Experimental identification and verification of a moveable facade element for energy harvesting and vibration control

Abstract

The distributed-Multiple Tuned Facade Damping (d-MTFD) system was proposed to effectively reduce wind-induced vibrations of high-rise buildings by using the parallel moveable outer skin of the Double-Skin Facade (DSF) as damping mass. A full-scale prototype with a 2.8m×2.6m moveable (kinetic) DSF element has been built for first experimental tests using Hardware-in-the-Loop (HiL) simulations. The parallel moveability of the DSF’s outer skin is achieved by mounting it on a smooth-running guide rail system. A stepper motor is applied as an adjustable electrical damper and simultaneously serves as an energy harvester. By using grey-box system identification, all the parameters of the prototype can be accurately estimated. For example, a low equivalent friction ratio of 0.0022 was estimated. The identified model achieved high fitness values (80% to 91%) compared to the measured data, providing the basis for the reliability of the experimental tests using HiL. The prototype is the hardware part of the HiL simulations, which is connected to the simulation part, namely, a 76-story, 306 m high benchmark building assumed to be installed with the d-MTFD system.
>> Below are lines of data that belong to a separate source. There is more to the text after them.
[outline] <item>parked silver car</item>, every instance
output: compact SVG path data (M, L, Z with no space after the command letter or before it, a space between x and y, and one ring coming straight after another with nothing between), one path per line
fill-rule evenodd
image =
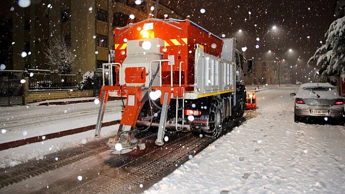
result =
M295 96L295 122L303 118L337 119L343 123L344 106L334 86L328 83L307 83L300 86Z

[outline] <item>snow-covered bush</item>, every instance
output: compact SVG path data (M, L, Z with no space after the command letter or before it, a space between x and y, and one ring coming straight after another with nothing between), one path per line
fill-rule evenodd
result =
M47 64L51 68L57 68L62 73L70 73L75 66L76 56L63 36L53 39L44 53L48 59Z
M316 61L319 73L345 78L345 17L337 19L325 35L325 44L316 50L308 63Z
M79 89L91 89L94 88L94 71L87 71L83 75L81 81L77 86Z
M51 87L53 82L51 81L39 81L38 82L31 82L30 88L49 88Z

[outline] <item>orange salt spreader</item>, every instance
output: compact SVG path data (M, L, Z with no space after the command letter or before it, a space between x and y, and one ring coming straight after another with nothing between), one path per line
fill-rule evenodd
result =
M256 109L256 94L255 91L247 92L247 102L246 110Z

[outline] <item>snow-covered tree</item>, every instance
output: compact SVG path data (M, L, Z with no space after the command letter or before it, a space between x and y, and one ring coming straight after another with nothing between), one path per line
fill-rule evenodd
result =
M76 58L72 49L67 45L63 36L54 39L44 52L50 68L57 68L63 73L70 72L75 66Z
M324 45L316 50L308 63L316 61L320 75L345 78L345 17L337 19L325 35Z
M94 71L87 71L83 77L77 88L79 89L91 89L94 88Z

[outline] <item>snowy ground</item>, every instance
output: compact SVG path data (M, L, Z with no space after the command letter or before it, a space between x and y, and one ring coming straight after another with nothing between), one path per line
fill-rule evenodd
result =
M247 88L247 90L248 91L263 91L263 90L266 90L267 89L275 89L275 88L285 88L288 86L290 86L290 85L281 85L280 87L279 87L279 85L268 85L267 86L266 85L260 85L259 86L259 89L255 89L255 88L257 87L256 85L248 85L246 86Z
M108 102L104 122L120 119L121 105L121 101ZM91 102L0 106L0 143L95 124L99 106Z
M345 129L295 123L289 94L297 88L258 93L257 118L144 193L344 194Z
M126 101L125 101L126 103ZM107 103L104 122L121 118L120 101ZM0 107L0 143L96 124L99 104ZM118 125L102 128L103 137L114 135ZM95 130L48 140L0 151L0 168L14 166L95 139Z

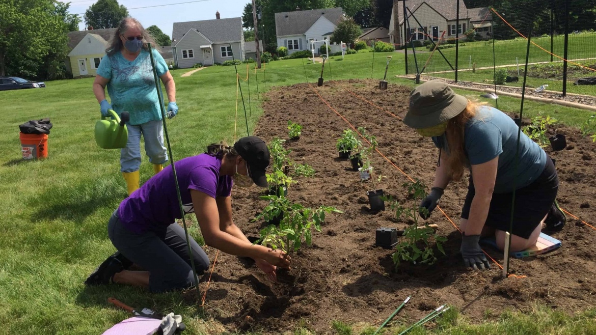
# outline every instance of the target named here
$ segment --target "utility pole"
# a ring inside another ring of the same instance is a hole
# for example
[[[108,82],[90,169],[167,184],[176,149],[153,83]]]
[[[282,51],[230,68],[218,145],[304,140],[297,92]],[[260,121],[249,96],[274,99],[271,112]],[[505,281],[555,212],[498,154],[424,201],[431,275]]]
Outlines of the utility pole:
[[[253,0],[253,27],[254,29],[254,44],[257,48],[257,67],[260,69],[260,48],[259,47],[259,32],[257,27],[259,26],[257,22],[257,7],[254,4],[254,0]]]

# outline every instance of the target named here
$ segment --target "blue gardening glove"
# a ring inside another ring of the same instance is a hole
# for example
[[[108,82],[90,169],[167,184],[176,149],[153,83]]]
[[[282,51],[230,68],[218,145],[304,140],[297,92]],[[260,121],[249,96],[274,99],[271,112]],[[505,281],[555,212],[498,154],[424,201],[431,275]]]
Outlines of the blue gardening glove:
[[[108,103],[105,99],[104,99],[101,103],[100,103],[100,110],[101,111],[101,116],[106,117],[110,116],[110,114],[108,114],[108,110],[112,109],[111,105],[110,105],[110,103]]]
[[[178,105],[176,104],[176,103],[172,101],[167,104],[167,113],[166,113],[166,116],[168,119],[172,119],[176,114],[178,113]]]
[[[470,266],[474,270],[477,270],[479,268],[481,270],[490,269],[491,263],[486,260],[486,256],[478,243],[480,240],[480,235],[466,235],[465,233],[462,235],[460,251],[464,258],[464,263],[466,267]]]
[[[433,187],[430,190],[430,194],[429,194],[422,202],[420,203],[420,210],[418,214],[424,219],[427,219],[430,216],[430,212],[437,207],[439,200],[443,196],[443,189],[440,187]],[[426,208],[428,213],[425,213],[421,209]]]

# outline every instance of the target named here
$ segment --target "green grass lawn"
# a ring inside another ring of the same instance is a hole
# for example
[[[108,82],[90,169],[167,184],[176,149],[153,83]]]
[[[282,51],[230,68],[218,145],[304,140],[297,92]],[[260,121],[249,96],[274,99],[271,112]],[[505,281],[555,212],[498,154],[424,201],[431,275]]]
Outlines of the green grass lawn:
[[[523,33],[523,32],[522,32]],[[564,36],[559,35],[553,38],[552,53],[563,57],[564,53]],[[551,51],[551,38],[532,38],[532,41],[548,51]],[[471,63],[476,63],[476,67],[483,67],[493,66],[493,45],[492,41],[477,42],[460,41],[461,45],[458,51],[458,63],[459,69],[467,69]],[[583,59],[596,57],[594,54],[594,44],[596,44],[596,33],[586,33],[569,36],[568,46],[568,60]],[[527,41],[523,38],[495,42],[495,64],[497,66],[515,64],[519,61],[520,64],[526,61],[526,52]],[[416,54],[418,68],[421,69],[430,57],[431,52],[426,48],[417,48],[416,51],[424,51]],[[455,48],[444,49],[441,52],[454,67],[455,66]],[[408,48],[408,68],[409,73],[415,72],[414,55],[411,48]],[[516,60],[517,57],[517,60]],[[555,61],[561,61],[556,57]],[[551,61],[551,55],[534,45],[530,46],[529,63]],[[449,71],[452,70],[447,62],[441,57],[438,51],[434,52],[429,63],[425,72]]]
[[[382,77],[386,55],[375,55],[374,78]],[[403,60],[399,54],[393,55],[388,80],[412,85],[413,82],[395,78],[395,75],[403,73]],[[344,60],[334,57],[328,63],[330,67],[325,65],[325,78],[367,78],[371,75],[372,56],[370,53],[350,55]],[[320,75],[320,64],[305,61],[304,66],[302,60],[267,66],[265,73],[258,73],[259,91],[262,93],[272,86],[303,82],[305,69],[309,81],[315,82]],[[246,65],[238,66],[238,70],[246,76]],[[180,112],[167,125],[176,160],[200,153],[212,142],[226,139],[231,143],[234,138],[234,67],[213,67],[190,77],[179,76],[187,71],[173,72]],[[89,274],[115,251],[105,227],[110,214],[126,196],[120,173],[119,151],[100,149],[94,139],[94,126],[100,119],[100,110],[92,92],[92,82],[91,78],[49,81],[46,82],[45,89],[0,92],[0,104],[7,106],[3,113],[5,131],[0,133],[3,148],[0,151],[0,322],[4,325],[3,332],[101,334],[128,317],[108,305],[106,299],[113,296],[131,306],[182,315],[187,334],[219,333],[216,330],[222,329],[221,326],[210,321],[200,308],[183,303],[180,293],[150,294],[128,287],[87,288],[83,285]],[[243,83],[242,87],[247,99],[246,83]],[[250,88],[251,110],[247,113],[252,132],[262,113],[254,76]],[[461,92],[477,96],[476,92]],[[247,108],[249,106],[247,101]],[[554,110],[553,106],[529,101],[526,106],[533,113],[552,113]],[[501,106],[504,110],[515,111],[519,100],[504,97],[499,100]],[[576,125],[589,114],[563,107],[555,111],[560,113],[558,119]],[[242,117],[241,103],[238,113]],[[334,117],[331,112],[330,115]],[[531,115],[530,111],[528,115]],[[48,159],[24,161],[18,126],[42,117],[50,117],[54,125],[48,142]],[[237,137],[246,135],[246,128],[241,118]],[[142,181],[153,174],[150,165],[144,157]],[[191,232],[200,240],[196,225]],[[542,318],[539,320],[544,321],[540,324],[533,322],[532,315],[506,314],[496,323],[477,325],[474,324],[480,320],[467,320],[455,313],[446,315],[432,332],[502,334],[511,330],[528,333],[524,329],[544,334],[565,333],[560,333],[561,329],[596,331],[593,312],[575,317],[539,313]],[[342,329],[347,331],[349,328],[352,326]],[[501,332],[494,330],[496,329]],[[485,332],[487,330],[492,333]],[[297,333],[303,331],[297,329]]]

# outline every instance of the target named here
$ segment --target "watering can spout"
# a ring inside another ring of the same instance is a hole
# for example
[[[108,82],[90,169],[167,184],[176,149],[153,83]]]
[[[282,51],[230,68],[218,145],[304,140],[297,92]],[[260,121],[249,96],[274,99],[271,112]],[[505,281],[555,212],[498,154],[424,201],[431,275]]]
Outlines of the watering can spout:
[[[127,111],[120,116],[112,110],[108,110],[109,116],[103,117],[95,123],[95,142],[104,149],[122,148],[128,141],[128,129],[126,122],[130,120]]]

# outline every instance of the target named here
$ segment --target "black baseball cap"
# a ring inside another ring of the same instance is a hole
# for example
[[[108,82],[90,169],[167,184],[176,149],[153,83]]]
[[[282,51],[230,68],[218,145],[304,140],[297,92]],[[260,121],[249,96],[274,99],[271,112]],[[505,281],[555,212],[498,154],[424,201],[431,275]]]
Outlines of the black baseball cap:
[[[234,148],[249,164],[250,178],[260,187],[268,187],[265,170],[269,166],[269,149],[265,141],[255,136],[243,137],[234,144]]]

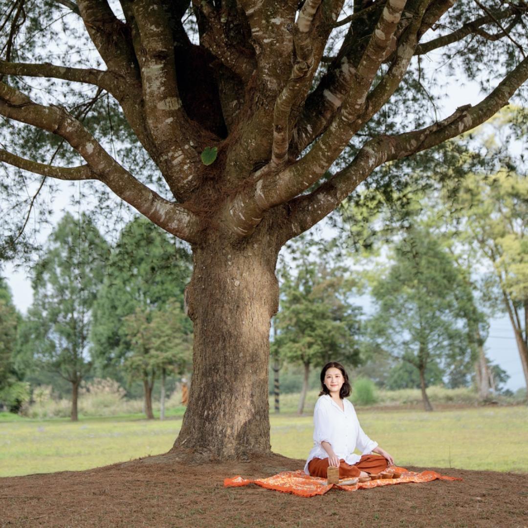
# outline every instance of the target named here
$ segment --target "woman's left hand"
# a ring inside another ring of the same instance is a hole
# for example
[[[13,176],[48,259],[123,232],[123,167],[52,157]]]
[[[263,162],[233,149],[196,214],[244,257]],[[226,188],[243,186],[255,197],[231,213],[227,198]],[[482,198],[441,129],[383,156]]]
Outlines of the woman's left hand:
[[[378,455],[381,455],[384,458],[386,458],[389,466],[392,466],[394,463],[394,459],[385,450],[385,449],[383,449],[378,446],[373,450],[375,453],[378,453]]]

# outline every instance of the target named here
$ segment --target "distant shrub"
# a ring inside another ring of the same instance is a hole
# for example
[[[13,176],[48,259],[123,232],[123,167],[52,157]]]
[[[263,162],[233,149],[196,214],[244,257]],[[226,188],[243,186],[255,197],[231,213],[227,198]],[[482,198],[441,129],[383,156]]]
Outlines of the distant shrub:
[[[122,407],[126,391],[115,380],[96,378],[83,382],[79,390],[79,410],[85,416],[108,416]]]
[[[31,395],[30,384],[26,381],[15,381],[0,391],[0,402],[11,412],[18,412],[29,401]]]
[[[377,401],[374,382],[367,378],[358,378],[354,382],[352,401],[356,405],[372,405]]]

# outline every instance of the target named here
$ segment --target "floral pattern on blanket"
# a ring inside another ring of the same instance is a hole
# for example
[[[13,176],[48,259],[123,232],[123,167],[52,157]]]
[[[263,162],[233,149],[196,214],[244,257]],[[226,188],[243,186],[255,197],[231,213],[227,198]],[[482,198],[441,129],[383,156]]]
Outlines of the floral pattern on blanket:
[[[224,486],[226,487],[233,487],[254,484],[268,489],[293,493],[301,497],[313,497],[314,495],[323,495],[333,487],[353,492],[356,489],[369,489],[380,486],[390,486],[392,484],[401,484],[408,482],[430,482],[437,479],[443,480],[461,480],[461,478],[440,475],[436,471],[429,470],[417,473],[408,471],[404,468],[392,466],[388,468],[388,470],[395,471],[402,474],[399,478],[379,479],[345,486],[328,484],[326,482],[326,479],[310,477],[299,469],[297,471],[283,471],[272,477],[255,480],[243,478],[240,475],[237,475],[232,478],[226,478],[224,480]]]

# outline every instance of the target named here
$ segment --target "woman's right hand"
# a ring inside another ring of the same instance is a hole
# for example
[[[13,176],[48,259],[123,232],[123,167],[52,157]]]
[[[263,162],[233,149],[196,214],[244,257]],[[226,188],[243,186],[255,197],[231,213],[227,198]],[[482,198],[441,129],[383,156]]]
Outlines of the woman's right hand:
[[[321,442],[321,446],[328,456],[328,465],[332,467],[339,467],[339,457],[334,452],[332,446],[326,440]]]
[[[328,465],[332,467],[339,467],[339,457],[335,453],[328,455]]]

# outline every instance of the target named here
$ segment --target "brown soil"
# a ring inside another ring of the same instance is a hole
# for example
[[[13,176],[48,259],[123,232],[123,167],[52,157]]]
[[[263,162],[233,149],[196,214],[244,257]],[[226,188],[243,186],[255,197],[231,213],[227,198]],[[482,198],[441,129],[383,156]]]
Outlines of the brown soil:
[[[272,455],[189,465],[169,454],[1,478],[0,526],[528,527],[526,475],[430,468],[464,480],[332,489],[311,498],[252,484],[223,487],[227,477],[268,476],[303,464]]]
The feasibility of using a stepper motor as an adjustable electrical damper for semi-active control has been successfully validated based on the HiL simulations. By using semi-active control, the relative displacement of the DSF’s outer skin can be significantly reduced by about 35% compared with using passive control. Energy harvesting performance has also been investigated. The average energy harvesting efficiency of the power electronics was experimentally determined as approximately 75%. With consideration of all the parasitic damping in the connection, the average energy harvesting efficiency was about 50%. For tests under across-wind excitation with a return period of 10 years, the self-sufficient operation of the semi-active d-MTFD system was proven to be achievable based on the prototype results. The average harvested power of the whole benchmark building (with 1000 moveable facade elements) can be predicted as 1.3 kW.